ハード・パワーとソフト・パワーの相互作用
出典: フリー百科事典『ウィキペディア(Wikipedia)』 (2022/05/31 02:35 UTC 版)
「ソフト・パワー」の記事における「ハード・パワーとソフト・パワーの相互作用」の解説
また、ジョセフ・ナイはソフト・パワーとは時にハード・パワーと補完し合うこともあれば対立することもあるということを指摘する。自国の人気を上げたい国家はハード・パワーを行使すべきときにそれを行使することを嫌い、ソフト・パワーに与える影響を無視してハード・パワーを行使すれば他国の妨害に遭う場合もあることによるからである。 特に2003年以降のイラク戦争はソフト・ハード両方のパワーの相互関係をみる上で好例である。ブッシュ政権やネオコンがイラク戦争開戦に踏み切った一部の動機として、ハード・パワーから見た場合、かつてアメリカがイラクと交戦した湾岸戦争がその後の中東和平に繋がったこともあり、再び核保有疑惑やテロリズムの温床となっている中東地域に同様の結果を生み出そうという考えや、イラン、シリア等の中東において見られるテロリストへの支援を抑制させようということが挙げられる。

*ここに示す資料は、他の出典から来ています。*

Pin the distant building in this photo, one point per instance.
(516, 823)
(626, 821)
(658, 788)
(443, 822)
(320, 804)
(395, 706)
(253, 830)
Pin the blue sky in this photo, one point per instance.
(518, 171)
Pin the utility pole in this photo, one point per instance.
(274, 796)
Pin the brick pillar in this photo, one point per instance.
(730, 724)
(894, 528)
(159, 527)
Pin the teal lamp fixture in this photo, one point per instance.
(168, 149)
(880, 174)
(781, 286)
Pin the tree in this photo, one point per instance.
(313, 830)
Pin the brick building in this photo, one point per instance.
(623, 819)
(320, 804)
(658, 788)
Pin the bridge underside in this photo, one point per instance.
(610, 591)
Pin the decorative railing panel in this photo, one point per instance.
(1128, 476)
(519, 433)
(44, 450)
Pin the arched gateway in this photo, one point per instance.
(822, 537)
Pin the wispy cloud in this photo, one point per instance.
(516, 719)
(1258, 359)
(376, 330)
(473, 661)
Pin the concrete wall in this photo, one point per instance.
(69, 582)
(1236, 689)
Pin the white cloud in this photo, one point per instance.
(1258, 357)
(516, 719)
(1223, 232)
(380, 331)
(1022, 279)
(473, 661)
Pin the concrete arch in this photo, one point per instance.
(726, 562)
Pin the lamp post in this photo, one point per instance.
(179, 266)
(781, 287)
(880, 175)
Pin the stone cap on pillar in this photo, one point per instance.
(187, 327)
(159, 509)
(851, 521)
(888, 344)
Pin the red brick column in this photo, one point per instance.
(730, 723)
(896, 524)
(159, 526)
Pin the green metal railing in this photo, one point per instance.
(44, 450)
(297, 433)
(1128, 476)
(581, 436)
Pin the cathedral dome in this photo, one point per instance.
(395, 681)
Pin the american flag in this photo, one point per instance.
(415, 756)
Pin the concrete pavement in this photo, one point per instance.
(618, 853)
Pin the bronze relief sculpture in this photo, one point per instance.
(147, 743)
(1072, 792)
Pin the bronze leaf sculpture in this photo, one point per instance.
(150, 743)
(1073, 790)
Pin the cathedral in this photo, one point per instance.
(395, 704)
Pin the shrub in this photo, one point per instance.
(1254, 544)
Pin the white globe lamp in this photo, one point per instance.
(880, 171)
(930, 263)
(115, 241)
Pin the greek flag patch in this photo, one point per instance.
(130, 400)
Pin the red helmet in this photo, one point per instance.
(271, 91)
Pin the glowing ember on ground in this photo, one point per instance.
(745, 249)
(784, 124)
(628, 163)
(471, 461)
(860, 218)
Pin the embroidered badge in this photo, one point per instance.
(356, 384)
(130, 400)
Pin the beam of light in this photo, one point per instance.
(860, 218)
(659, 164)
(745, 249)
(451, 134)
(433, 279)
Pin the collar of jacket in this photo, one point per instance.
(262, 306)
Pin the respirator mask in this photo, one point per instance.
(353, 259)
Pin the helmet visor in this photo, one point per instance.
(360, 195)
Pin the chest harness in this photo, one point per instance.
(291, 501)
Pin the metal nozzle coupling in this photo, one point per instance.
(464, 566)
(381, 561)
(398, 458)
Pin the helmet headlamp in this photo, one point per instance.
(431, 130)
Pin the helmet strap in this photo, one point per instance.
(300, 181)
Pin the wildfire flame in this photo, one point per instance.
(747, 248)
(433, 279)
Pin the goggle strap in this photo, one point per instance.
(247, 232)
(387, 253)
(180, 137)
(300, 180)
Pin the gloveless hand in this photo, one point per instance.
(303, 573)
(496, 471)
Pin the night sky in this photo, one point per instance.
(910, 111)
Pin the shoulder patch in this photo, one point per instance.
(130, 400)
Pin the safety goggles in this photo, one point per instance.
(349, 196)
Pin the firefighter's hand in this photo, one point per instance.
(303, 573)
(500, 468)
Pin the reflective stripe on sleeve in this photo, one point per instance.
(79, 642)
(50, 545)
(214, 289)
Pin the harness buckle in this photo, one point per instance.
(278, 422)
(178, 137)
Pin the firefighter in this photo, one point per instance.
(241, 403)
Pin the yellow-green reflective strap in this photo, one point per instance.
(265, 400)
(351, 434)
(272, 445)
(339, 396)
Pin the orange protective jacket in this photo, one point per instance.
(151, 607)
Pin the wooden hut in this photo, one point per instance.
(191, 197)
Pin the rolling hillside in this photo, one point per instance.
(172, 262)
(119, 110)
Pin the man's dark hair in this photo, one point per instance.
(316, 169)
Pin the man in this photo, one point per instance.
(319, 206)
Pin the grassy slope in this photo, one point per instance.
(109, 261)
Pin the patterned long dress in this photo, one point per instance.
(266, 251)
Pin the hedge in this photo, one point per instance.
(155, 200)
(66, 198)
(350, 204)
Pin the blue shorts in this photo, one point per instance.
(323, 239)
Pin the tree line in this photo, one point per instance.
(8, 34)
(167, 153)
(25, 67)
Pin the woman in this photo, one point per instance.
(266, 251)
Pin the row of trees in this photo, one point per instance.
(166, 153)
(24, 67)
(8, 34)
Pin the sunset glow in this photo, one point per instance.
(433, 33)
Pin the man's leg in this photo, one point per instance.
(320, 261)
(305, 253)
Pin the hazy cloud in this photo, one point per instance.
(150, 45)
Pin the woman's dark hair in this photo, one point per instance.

ソフト・パワーの側面から見た場合、イラクに民主主義を輸出し、政治体制の変革をもたらそうという動機があったとし、ネオコンの政策が成功すればイラク戦争がその結果により正当化されていたはずであるとしている。しかし、結果としてアメリカのイラク戦争は、ヨルダンやインドネシアなどの友好国の国民からも反発を買い、同時多発テロ事件に集められたアメリカへの同情と共感が消えたと指摘し、ハード・パワーとソフト・パワーが分かちがたく結びついていると述べている。